= Artists' Fund Society =

The Artists' Fund Society of the City of New York was a benevolent society founded on February 5, 1859, to assist members and their families in cases of illness, old age, and death, and to provide aid to non-member artists in distress. It was incorporated on April 13, 1861.

The society traces its origin to painter William Ranney's death in 1857, which left his wife and two children destitute. Painters from the New York City area contributed works to auction to aid his destitute family. The auction included paintings by George Inness, Jasper Francis Cropsey, Asher Brown Durand, and Frederick Church's "Morning in the Tropics," which sold for $625, at that time the highest amount ever paid at auction for a painting in the United States.

The society began with 25 members who, from 1860 through 1889, were required to annually contribute a piece of art work to be exhibited and sold at auction. Its first organized exhibition was held starting on December 6, 1860, showing 44 pieces for auction in three rooms of the National Academy of Design, with the auction itself held on December 22. Proceeds were invested in bonds, mortgages, and stocks. By the end of 1861, the society had 50 members and a fund of roughly $5,000. By 1864, this fund had grown to over $20,000. Widows were paid annual interest on a sum of $1500, and then paid a lump sum of $1500 when their youngest child reached age 21.
More than 27 auctions were held between 1860 and 1889.

In 1890, the auction system was replaced by assessments, with all members paying $5 within 30 days of a member's death; the beneficiary then received a percentage of the total.

The society's original constitution (1859) simply stated that members must be "artists by profession." However, by the 1930s amendments stipulated that members must live in New York City or close enough to attend meetings, and that no person over the age of 45 could become a member. Its leadership consisted of a "Board of Control" composed of a president, vice-president, secretary, treasurer and five other members.

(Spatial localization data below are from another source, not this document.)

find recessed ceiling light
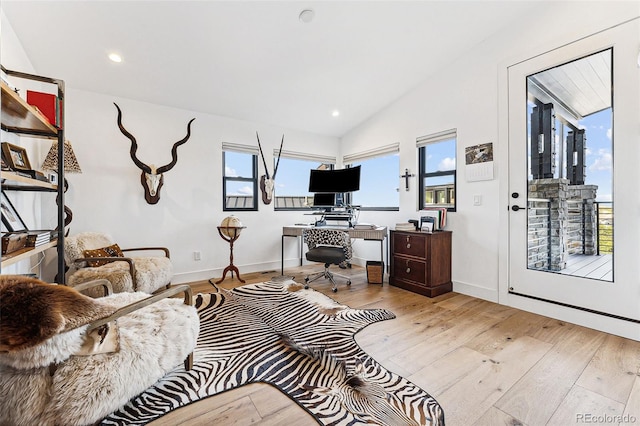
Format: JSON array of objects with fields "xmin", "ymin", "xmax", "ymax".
[
  {"xmin": 299, "ymin": 9, "xmax": 314, "ymax": 23},
  {"xmin": 332, "ymin": 110, "xmax": 340, "ymax": 117},
  {"xmin": 108, "ymin": 53, "xmax": 123, "ymax": 63}
]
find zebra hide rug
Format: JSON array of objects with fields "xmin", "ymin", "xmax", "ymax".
[{"xmin": 102, "ymin": 279, "xmax": 445, "ymax": 425}]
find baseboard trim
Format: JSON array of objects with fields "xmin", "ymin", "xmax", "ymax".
[
  {"xmin": 505, "ymin": 292, "xmax": 640, "ymax": 341},
  {"xmin": 452, "ymin": 280, "xmax": 498, "ymax": 303},
  {"xmin": 172, "ymin": 260, "xmax": 295, "ymax": 285}
]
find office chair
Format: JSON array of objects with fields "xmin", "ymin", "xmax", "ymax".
[{"xmin": 303, "ymin": 228, "xmax": 352, "ymax": 292}]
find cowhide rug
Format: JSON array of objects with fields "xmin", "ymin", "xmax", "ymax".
[{"xmin": 102, "ymin": 279, "xmax": 444, "ymax": 425}]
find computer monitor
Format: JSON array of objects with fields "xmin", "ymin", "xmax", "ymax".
[
  {"xmin": 312, "ymin": 193, "xmax": 336, "ymax": 211},
  {"xmin": 308, "ymin": 166, "xmax": 361, "ymax": 193}
]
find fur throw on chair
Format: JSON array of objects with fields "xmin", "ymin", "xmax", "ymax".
[
  {"xmin": 0, "ymin": 276, "xmax": 199, "ymax": 426},
  {"xmin": 68, "ymin": 256, "xmax": 172, "ymax": 296},
  {"xmin": 65, "ymin": 232, "xmax": 172, "ymax": 295}
]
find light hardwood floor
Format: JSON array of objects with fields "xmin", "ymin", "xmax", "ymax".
[{"xmin": 150, "ymin": 265, "xmax": 640, "ymax": 426}]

The board met monthly, and the society sponsored an annual meeting for all members followed by an annual dinner for members and friends.

By 1936 the Board of Control was considering re-organizing or dissolving the society due to rising numbers of members unable to pay assessments, difficulty finding new young members, and "a general lack of interest in the society." In 1946, the Artists' Fund Society merged into the Society of Illustrators.